NCAR / ccpp-physics

GFS physics for CCPP
Other
56 stars 145 forks source link

Allow multiple instances of CCPP physics in single executable for ensemble DA #999

Closed michalakes closed 4 months ago

michalakes commented 1 year ago

Description

In order to have an ensemble of model instances in a JEDI executable, we need for packages the model relies on to be “stateless” – meaning that the data for an instances are not heap-allocated but rather passed in as arguments or part of an allocated instance of a type.

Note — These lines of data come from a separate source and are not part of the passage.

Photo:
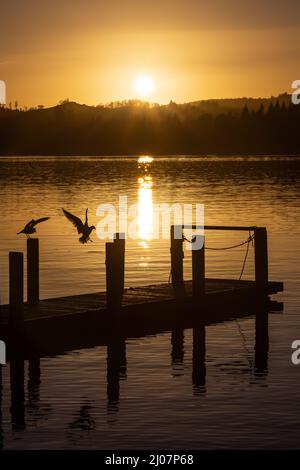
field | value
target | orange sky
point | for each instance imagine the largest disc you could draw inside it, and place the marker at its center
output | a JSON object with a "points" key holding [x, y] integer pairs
{"points": [[92, 52]]}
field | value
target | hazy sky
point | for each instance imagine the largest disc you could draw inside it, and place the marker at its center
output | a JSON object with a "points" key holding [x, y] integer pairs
{"points": [[92, 51]]}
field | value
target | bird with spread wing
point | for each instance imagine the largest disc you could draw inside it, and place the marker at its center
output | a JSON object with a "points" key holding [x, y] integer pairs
{"points": [[82, 228], [29, 228]]}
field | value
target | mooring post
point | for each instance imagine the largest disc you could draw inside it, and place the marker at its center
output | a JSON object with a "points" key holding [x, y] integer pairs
{"points": [[16, 286], [33, 278], [198, 266], [176, 256], [261, 259], [115, 271]]}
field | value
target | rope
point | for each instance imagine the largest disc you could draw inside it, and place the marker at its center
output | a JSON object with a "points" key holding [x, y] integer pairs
{"points": [[249, 239], [246, 242]]}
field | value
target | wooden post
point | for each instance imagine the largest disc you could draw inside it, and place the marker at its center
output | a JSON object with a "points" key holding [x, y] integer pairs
{"points": [[198, 266], [176, 256], [33, 281], [261, 259], [16, 286], [115, 271]]}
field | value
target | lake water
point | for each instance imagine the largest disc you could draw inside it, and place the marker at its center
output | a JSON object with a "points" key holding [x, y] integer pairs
{"points": [[158, 403]]}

In the version of CCPP we’re using (I think it’s v6), there’s a module named GFS_container that defines GFS_control, GFS_data and GFS_interstitial as module data:

    !-------------------------------------------------------!
    !  GFS data containers, GFS_Data has dimension nblocks  !
    !  and GFS_Interstitial has dimension nthreads          !
    !-------------------------------------------------------!
    type(GFS_control_type),                                    save, target :: GFS_control
    type(GFS_data_type),          dimension(:),   allocatable, save, target :: GFS_data
    type(GFS_interstitial_type),  dimension(:),   allocatable, save, target :: GFS_interstitial

The dimensions of GFS_data and GFS_interstitial are nthrdsX, which one assumes are for threading and not intended to support multiple instances of these data structures. Are the CCPP developers considering any different ways of defining these so that multiple separate instances of CCPP physics can be supported within an ensemble executable?

Solution

One idea would be to add an "instance" dimension to these arrays, if CCPP could include a way of indexing which instance was intended. Or the arrays could be part of an array of ccpp_t instances.

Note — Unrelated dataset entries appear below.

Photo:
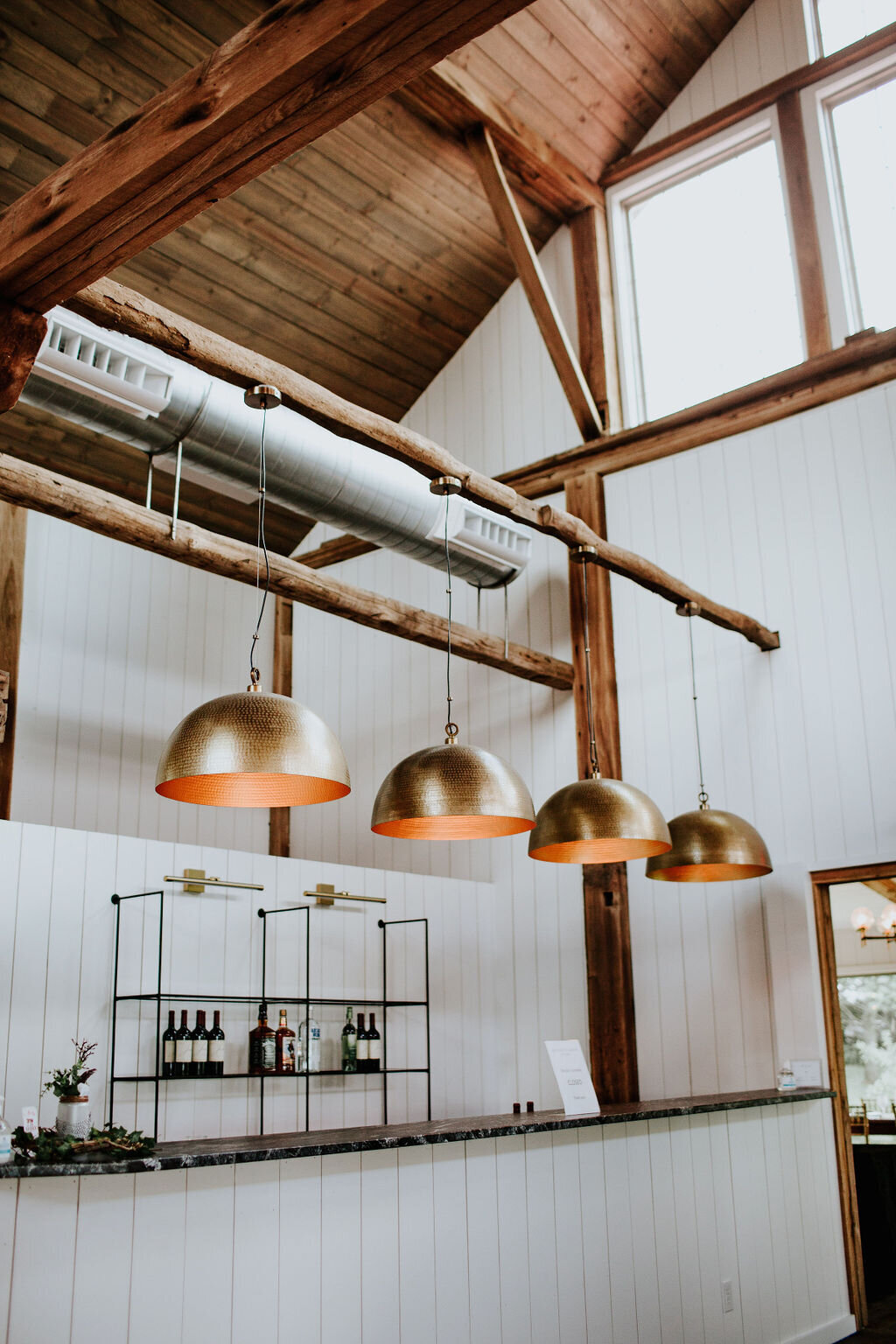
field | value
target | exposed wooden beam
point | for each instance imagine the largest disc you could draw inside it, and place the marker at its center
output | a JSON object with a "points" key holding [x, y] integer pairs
{"points": [[752, 102], [12, 561], [451, 98], [607, 938], [813, 298], [532, 278], [335, 551], [47, 492], [298, 72], [865, 360], [20, 338], [281, 684], [121, 310]]}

michalakes commented 1 year ago

I have looked at how CCPP is implemented in the UFS medium-range weather app, ufs-mrweather-app, and as far as I can tell UFS is doing the same thing as our driver in NEPTUNE: namely, defining the GFS_control/_data/_interstitial structures statically as allocatable arrays in module data. The UFS definitions even have “save” attributes. I can’t see how this could work for multiple instances of CCPP physics working as part of an ensemble.

grantfirl commented 1 year ago

I'll post my email response to John here for posterity:

If I'm understanding correctly (a bold assumption!), I don't think that there is anything in the CCPP that requires hosts to have a specific memory management structure. The organization of variables into arrays of DDTs with dimensions of nthreads and/or nblocks is entirely up to the hosts and as long as the cap generator knows how to reference the data from the host that it needs to pass into various schemes, everything works OK. In the NOAA-based models, this is facilitated through specifying how to reference variables in the TYPEDEFS_NEW_METADATA section of the ccpp_prebuild_config.py file. It's possible that what is implemented in the cap generation is not sufficient for an ensemble of Neptune instances, but it should be possible to augment the cap generation such that the right data is passed if so.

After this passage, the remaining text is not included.